During the NAB 2017 event, Intel has announced a spruced-up Visual Computer Accelerator, the second of its kind, to take video-crunching to the cloud.

With HD and UHD Video workloads in mind, the Visual Compute Accelerator 2  (VCA 2) has been designed with the purpose of creating smooth real-time UHD transcoding, live UHD VR experiences and reduce overall video footprint.

While it looks like a duck and walks like a duck, this is not a graphics card. Intel has equipped this single board computer with three Xeon E3 v5 processors (i.e. Skylake), containing P580 Iris Pro Graphics. The CPUs themselves operate at 3 GHz (3.7 GHz boost), and the board takes SO-DIMMs (2 channels per CPU, up to 64GB DDR4 per CPU). Power consumption figures were not disclosed, nor how the device is powered, but we estimate somewhere around the 200W mark. A single card also soaks up a full 16 lanes on a PCIe 3.0 bus, so the hardware really requires a high-end platform to be installed in. This being said, the VCA 2 will not be sold to the general public, but rather be integrated into hardware like Haivision’s KB 4K encoder. Haivision is the first partner to announce such a product.

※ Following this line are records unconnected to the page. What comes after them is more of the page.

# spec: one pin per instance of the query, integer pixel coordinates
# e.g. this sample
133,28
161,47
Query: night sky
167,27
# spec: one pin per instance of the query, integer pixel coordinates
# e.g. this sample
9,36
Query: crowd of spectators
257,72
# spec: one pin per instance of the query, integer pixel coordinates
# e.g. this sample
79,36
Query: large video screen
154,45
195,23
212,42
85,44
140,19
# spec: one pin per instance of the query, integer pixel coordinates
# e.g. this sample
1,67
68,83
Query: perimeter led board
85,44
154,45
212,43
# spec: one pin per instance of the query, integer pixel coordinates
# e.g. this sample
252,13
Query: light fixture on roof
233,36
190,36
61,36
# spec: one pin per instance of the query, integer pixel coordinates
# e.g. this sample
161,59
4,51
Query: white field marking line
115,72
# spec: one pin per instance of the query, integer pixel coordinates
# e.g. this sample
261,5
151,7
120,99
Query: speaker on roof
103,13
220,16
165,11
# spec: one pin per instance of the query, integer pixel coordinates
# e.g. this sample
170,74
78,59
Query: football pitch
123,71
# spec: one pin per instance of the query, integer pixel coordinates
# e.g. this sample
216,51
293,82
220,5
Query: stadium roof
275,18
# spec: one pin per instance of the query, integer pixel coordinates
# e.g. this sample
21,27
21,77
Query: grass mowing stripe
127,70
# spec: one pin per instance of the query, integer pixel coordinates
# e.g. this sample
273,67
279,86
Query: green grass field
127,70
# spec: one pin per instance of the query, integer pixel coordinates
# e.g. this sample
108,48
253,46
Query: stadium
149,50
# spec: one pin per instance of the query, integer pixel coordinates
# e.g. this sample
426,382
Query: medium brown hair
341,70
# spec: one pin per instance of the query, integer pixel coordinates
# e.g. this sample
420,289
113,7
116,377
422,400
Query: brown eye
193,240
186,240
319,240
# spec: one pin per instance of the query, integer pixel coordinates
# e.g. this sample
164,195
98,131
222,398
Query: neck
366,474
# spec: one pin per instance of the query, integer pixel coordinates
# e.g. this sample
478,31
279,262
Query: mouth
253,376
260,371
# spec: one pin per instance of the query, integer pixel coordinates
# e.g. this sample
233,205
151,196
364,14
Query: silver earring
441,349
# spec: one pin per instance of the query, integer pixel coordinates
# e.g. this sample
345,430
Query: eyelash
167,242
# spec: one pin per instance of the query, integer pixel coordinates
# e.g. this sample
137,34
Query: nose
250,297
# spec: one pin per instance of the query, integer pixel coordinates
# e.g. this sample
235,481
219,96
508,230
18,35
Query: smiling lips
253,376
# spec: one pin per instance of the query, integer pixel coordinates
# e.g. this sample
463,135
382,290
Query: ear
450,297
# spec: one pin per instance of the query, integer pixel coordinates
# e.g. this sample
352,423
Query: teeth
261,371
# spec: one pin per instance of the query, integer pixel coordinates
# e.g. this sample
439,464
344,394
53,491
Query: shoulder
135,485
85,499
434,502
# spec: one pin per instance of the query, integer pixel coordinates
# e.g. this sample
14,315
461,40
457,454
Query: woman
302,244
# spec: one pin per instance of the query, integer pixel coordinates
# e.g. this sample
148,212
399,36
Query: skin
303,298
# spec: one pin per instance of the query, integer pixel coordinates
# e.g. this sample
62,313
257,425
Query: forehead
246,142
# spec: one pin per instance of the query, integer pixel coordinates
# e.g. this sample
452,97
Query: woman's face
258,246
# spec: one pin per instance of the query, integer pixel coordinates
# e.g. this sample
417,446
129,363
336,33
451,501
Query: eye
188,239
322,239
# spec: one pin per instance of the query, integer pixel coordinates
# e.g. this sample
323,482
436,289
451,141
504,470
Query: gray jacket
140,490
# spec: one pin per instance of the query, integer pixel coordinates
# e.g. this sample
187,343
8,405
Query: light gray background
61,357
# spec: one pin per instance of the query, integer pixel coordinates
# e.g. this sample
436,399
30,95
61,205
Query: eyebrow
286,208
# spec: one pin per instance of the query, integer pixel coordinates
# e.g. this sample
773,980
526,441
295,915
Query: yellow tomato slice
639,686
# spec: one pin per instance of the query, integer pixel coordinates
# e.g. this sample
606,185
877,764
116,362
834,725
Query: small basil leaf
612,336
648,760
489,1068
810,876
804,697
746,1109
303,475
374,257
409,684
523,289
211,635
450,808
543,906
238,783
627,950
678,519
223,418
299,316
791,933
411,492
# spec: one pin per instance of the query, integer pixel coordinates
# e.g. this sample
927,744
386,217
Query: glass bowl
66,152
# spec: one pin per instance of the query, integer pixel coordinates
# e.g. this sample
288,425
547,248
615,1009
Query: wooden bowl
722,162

While the VCA 2 is touted as a solution for video encoding/transcoding on the fly, it is in essence a server-within-a-server, and can be used for just about any cloud-based service you’d be interested, anything from game servers to secure remote desktops. It’s all about the horsepower.

Intel did not disclose pricing of the product, but availability is as of right now.

KitGuru Says: Video Streaming seems to be the engine driving the Internet this year, and so the marketing brains have all crafted their messages towards a “video-orientated” product. The VCA 2, however, is a lot more than a number-cruncher for video.